While the new Ethereum stablecoin market cap has helped cement stablecoin dominance, it also underlines growing liquidity. This should technically mean more investor confidence and potentially signal nascent network growth.
However, Ethereum’s total locked value could not continue.
Can Ethereum support healthy growth?
Although Ethereum’s stablecoin market cap is currently on a positive trajectory, its TVL has been declining for a while. This is largely due to ETH price fluctuations, but this trend could also be exacerbated by a recent IRS development.
According to the American tax authority IRS tax on wagering rewards will be based on unrealized profits. The possible implication is that this could discourage investors from staking their cryptocurrencies – an outcome that could potentially trigger a TVL outflow.
There is already a lawsuit challenging the IRS’s position on the matter. The prospects of a TVL outflow were not the only concern arising from these regulatory hurdles. There has been a sharp rise in USDT-related FUD over the past 24 hours. This is due to concerns about possible USDT deleted in Great Britain for non-compliance.

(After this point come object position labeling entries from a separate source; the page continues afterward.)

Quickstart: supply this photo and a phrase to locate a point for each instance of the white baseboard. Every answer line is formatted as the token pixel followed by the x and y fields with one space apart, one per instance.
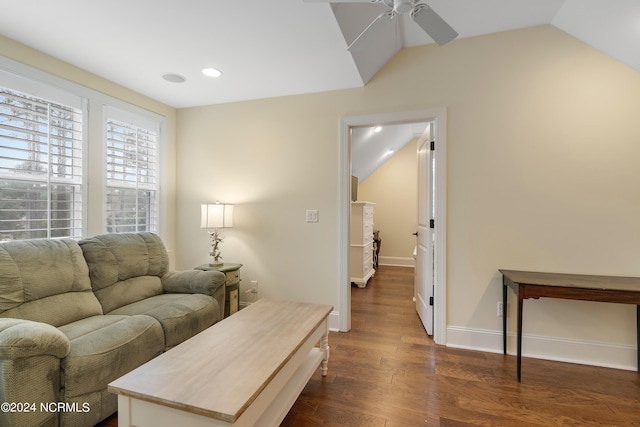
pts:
pixel 548 348
pixel 396 261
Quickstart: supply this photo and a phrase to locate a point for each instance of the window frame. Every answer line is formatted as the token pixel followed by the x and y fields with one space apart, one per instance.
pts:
pixel 94 180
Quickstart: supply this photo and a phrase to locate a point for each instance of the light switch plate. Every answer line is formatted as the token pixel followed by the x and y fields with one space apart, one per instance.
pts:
pixel 312 215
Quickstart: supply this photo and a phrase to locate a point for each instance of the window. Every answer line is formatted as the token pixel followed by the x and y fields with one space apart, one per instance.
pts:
pixel 41 185
pixel 74 162
pixel 132 175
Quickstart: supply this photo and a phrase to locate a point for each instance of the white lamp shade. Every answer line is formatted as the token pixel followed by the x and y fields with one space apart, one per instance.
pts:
pixel 216 215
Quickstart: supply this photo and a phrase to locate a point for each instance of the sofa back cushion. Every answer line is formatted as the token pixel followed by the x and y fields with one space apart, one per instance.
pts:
pixel 125 267
pixel 45 281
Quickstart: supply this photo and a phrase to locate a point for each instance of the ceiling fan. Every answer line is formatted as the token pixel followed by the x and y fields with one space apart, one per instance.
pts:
pixel 430 22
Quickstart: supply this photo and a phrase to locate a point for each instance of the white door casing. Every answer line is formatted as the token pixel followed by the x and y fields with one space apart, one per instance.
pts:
pixel 438 117
pixel 424 236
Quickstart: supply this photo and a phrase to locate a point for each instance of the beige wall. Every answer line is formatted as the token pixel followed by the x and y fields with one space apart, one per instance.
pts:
pixel 393 187
pixel 542 175
pixel 35 59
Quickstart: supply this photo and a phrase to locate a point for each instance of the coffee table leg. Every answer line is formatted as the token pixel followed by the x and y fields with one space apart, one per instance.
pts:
pixel 504 319
pixel 519 356
pixel 324 347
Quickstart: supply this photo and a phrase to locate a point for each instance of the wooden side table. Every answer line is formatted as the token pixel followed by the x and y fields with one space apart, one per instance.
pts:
pixel 232 285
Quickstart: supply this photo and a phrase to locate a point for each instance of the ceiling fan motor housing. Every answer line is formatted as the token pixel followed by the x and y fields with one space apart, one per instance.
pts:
pixel 402 6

This development could potentially cause a huge outflow of USDT, especially in lieu of the fact that Britain is one of the largest global markets. Meanwhile, USDT is the most dominant stablecoin on the Ethereum network at 64.63%.

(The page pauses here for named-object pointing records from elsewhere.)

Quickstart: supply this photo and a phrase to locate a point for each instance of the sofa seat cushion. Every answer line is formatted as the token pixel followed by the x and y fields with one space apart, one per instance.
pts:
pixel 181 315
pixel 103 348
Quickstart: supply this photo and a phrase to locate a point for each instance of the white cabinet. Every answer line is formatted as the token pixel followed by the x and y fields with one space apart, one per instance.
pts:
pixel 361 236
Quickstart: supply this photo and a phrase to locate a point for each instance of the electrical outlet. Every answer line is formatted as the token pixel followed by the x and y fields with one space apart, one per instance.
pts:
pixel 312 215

Delisting USDT from European exchanges could therefore have a significant impact on Ethereum’s growth. However, the potential impact on ETH remains unknown for now. This is because stablecoin outflows will reduce organic activity, but on the other hand, stablecoin holders can potentially use ETH as a safe haven.
However, current concerns about stablecoins in Britain are likely only short-term headwinds. Clear regulations should clear things up and set the market up for long-term recovery.